I think opt_tie should behave as if it's optional<T>&. I am not sure why one would want to chain assignments in this case, but it should be possible.
Unfortunately because optional<T&> wants to rebind its reference it's not possible to do as boost::tie does.
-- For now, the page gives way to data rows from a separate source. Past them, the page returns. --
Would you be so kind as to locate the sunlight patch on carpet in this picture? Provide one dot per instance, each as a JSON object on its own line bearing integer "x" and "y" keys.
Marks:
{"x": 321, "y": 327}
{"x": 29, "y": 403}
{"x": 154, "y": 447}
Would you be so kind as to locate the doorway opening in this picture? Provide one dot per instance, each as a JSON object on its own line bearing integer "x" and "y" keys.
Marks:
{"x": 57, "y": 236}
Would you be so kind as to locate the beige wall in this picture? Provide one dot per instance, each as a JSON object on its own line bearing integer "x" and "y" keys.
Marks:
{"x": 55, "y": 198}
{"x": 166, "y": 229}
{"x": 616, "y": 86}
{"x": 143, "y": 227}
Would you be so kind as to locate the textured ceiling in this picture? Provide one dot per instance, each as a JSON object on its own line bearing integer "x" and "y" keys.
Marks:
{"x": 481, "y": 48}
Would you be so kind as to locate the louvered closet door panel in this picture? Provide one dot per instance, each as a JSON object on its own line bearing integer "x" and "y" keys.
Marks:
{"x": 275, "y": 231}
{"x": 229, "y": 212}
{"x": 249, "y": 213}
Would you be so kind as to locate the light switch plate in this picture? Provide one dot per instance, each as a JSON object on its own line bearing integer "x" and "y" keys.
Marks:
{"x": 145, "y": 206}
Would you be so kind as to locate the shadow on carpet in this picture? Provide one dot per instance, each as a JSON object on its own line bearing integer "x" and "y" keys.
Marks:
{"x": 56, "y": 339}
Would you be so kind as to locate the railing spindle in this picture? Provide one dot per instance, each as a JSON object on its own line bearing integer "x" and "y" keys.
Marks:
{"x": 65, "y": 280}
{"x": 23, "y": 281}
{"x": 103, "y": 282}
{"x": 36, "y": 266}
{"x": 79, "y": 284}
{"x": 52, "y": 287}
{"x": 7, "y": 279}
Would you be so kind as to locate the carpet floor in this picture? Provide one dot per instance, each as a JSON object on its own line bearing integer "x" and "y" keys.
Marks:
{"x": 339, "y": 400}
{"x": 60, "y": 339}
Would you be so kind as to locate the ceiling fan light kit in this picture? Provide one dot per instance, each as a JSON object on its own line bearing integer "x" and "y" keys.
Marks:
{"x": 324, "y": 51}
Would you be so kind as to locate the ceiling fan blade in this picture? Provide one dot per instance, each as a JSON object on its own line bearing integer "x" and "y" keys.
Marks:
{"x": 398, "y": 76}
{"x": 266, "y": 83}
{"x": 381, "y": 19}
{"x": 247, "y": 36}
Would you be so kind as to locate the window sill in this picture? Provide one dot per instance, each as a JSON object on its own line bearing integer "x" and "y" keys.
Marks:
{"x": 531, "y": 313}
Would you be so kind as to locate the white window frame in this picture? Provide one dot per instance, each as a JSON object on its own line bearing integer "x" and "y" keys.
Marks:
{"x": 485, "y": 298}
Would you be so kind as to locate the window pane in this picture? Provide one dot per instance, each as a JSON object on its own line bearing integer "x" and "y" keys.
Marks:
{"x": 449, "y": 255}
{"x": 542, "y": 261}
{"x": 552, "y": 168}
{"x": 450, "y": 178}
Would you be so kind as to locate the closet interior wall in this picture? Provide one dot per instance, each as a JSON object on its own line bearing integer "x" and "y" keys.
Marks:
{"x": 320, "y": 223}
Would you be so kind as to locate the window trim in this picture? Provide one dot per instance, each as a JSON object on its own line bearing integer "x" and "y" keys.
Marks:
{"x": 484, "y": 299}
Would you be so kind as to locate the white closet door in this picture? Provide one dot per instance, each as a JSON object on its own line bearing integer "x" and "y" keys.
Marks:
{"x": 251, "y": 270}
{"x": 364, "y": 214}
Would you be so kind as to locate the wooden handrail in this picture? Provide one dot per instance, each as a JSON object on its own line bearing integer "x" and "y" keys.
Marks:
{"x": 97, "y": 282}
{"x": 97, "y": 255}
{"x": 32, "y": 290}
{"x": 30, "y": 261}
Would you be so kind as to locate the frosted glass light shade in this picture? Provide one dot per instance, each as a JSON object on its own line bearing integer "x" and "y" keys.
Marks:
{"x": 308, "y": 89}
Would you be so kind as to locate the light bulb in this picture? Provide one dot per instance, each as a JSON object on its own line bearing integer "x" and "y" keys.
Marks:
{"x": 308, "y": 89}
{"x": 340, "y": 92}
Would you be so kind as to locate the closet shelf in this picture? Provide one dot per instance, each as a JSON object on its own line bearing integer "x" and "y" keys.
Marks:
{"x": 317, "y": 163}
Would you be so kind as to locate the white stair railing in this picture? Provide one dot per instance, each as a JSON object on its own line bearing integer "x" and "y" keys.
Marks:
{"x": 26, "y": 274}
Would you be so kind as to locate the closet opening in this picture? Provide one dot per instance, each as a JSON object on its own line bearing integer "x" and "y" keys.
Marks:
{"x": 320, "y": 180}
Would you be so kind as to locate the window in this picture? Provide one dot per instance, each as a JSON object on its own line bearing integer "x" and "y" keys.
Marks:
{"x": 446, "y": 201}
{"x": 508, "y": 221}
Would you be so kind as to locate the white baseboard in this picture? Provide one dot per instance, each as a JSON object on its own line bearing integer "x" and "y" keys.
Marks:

So, it's probably a wrapper. This works; I'm not sure if it's optimal:
#include <boost/optional.hpp>
#include <iostream>
using boost::optional;
using std::cout;
using std::endl;
/*
// does not work because optional<T&> wants to rebind its reference on assignment
template<typename T>
optional<T&> opt_tie(T &x) {
return optional<T&>(x);
}
*/
template<typename T>
class opt_tie_type {
T &x_;
public:
opt_tie_type(T &x) : x_(x) {}
const optional<T> operator=(optional<T> const& y) {
if(y)
x_ = y.get();
return y;
}
};
template<typename T>
opt_tie_type<T> opt_tie(T &x) {
return opt_tie_type<T>(x);
}
int main() {
optional<int> has(9), hasnt;
int x;
if(opt_tie(x) = has)
cout << "has " << x << endl;
x = 17;
if(!(opt_tie(x) = hasnt))
cout << "hasn't " << x << endl;
//chained assignment
int y;
optional<int> opt = opt_tie(y) = has;
if(opt)
cout << "still has " << opt.get() << endl;
return 0;
}